Without a doubt, setting up as a “self-employed” is the simplest and most popular way to structure a business. Sole traders account for over 60% of all businesses in the UK, with partnerships making up a further 9%. In this article we’ll explore the definition of a sole trader, with a focus on some considerations before choosing this business structure.
The basics
- Being self-employed and operating as a sole trader are one and the same
- You operate as an individual
- A Partnership is the the formation of two (or more) sole traders setting up a business together
- Your business can be your own name, or a business name (there are rules to consider)
- It is recommended that you set up a business bank account (though you don’t have to) in order to keep your business expenditure separate
- You must register for self assessment. If you operate as a partnership, you must also submit a separate tax return.
- After you’ve paid HMRC the tax you owe, you can keep all of the profits.

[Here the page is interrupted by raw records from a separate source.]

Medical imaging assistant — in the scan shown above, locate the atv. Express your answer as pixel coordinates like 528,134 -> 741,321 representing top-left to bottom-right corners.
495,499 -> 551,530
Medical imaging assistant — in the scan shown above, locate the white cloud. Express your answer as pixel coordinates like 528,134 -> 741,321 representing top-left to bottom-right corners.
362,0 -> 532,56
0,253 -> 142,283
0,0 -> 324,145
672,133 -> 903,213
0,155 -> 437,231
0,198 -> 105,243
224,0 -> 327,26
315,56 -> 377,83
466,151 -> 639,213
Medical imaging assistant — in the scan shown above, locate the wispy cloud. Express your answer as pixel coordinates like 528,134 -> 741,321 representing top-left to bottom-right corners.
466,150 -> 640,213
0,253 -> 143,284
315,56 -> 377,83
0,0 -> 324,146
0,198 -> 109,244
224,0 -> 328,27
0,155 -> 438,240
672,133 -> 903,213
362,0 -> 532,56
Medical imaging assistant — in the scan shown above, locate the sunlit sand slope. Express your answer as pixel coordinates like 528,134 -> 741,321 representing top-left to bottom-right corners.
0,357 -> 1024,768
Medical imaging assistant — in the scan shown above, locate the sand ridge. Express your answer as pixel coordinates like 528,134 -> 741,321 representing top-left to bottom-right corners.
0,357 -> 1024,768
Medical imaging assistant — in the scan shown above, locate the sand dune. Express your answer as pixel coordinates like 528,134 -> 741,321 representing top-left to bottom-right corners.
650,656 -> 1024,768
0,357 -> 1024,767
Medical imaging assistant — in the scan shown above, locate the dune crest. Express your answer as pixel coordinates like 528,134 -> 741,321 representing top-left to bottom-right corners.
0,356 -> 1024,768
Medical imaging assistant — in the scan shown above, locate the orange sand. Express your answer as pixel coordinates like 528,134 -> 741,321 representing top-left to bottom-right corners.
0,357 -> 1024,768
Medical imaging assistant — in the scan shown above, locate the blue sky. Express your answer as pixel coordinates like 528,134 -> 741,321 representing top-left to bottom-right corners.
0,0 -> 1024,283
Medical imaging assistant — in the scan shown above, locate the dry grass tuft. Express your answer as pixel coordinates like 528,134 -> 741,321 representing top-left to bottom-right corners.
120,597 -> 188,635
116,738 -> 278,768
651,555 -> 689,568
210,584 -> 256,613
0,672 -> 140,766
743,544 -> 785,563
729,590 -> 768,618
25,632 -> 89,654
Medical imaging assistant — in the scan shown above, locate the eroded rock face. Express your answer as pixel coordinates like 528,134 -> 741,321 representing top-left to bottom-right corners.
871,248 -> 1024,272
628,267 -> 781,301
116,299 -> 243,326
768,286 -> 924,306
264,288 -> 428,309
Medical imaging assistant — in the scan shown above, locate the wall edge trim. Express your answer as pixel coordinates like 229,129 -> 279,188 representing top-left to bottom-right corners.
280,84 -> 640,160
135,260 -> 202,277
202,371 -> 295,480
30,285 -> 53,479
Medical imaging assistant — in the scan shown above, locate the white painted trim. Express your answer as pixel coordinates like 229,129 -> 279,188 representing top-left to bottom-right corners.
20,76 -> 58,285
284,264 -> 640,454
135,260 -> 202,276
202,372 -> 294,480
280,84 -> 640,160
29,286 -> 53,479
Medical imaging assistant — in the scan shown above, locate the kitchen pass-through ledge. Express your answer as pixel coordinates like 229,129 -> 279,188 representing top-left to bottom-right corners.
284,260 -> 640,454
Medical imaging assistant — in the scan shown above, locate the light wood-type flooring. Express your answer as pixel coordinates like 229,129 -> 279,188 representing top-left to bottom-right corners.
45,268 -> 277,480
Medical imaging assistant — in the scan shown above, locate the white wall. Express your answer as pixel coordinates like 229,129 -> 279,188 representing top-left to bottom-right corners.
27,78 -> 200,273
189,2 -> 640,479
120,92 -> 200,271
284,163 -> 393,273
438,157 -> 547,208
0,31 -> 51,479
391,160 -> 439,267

- You absolutely must pay the tax and NI that you owe on time, or you will be subject to penalties.
- Sole traders pay both Class 4 (annual) and Class 2 (weekly) NI contributions
- If you take on employees, you must set up a payroll scheme and collect their taxes on behalf of HMRC.
- If your turnover exceeds £83,000 for the year, you will need to register for VAT.
- You must maintain up-to-date records for all sales, expenditure and bank records, and keep these records for a minimum of 6 years.
- Unlike the limited company structure, you will be personally liable for any debt.
- If operating as a partnership, make sure that you set up a contract detailing responsibilities and a plan for if anything goes wrong.
Sole Trader or Limited Company?
Becoming a sole trader is the simplest, most hassle free way of setting up a business. Once you’ve registered for self employment with HMRC, you can start trading straight away (be aware of trade specific rules which may affect this).
There is much less administration and “red-tape” involved in operating as a sole trader, in comparison to a limited company. So long as you play by the rules i.e. file for and return your self-assessment, pay the tax you owe on time, and comply with business and employment law.
However, the main downside, compared to operating as a limited company, is that as a sole trader you and your business are one and the same, operating as a single entity. This means that you as an individual are personally liable should anything go wrong, so be careful.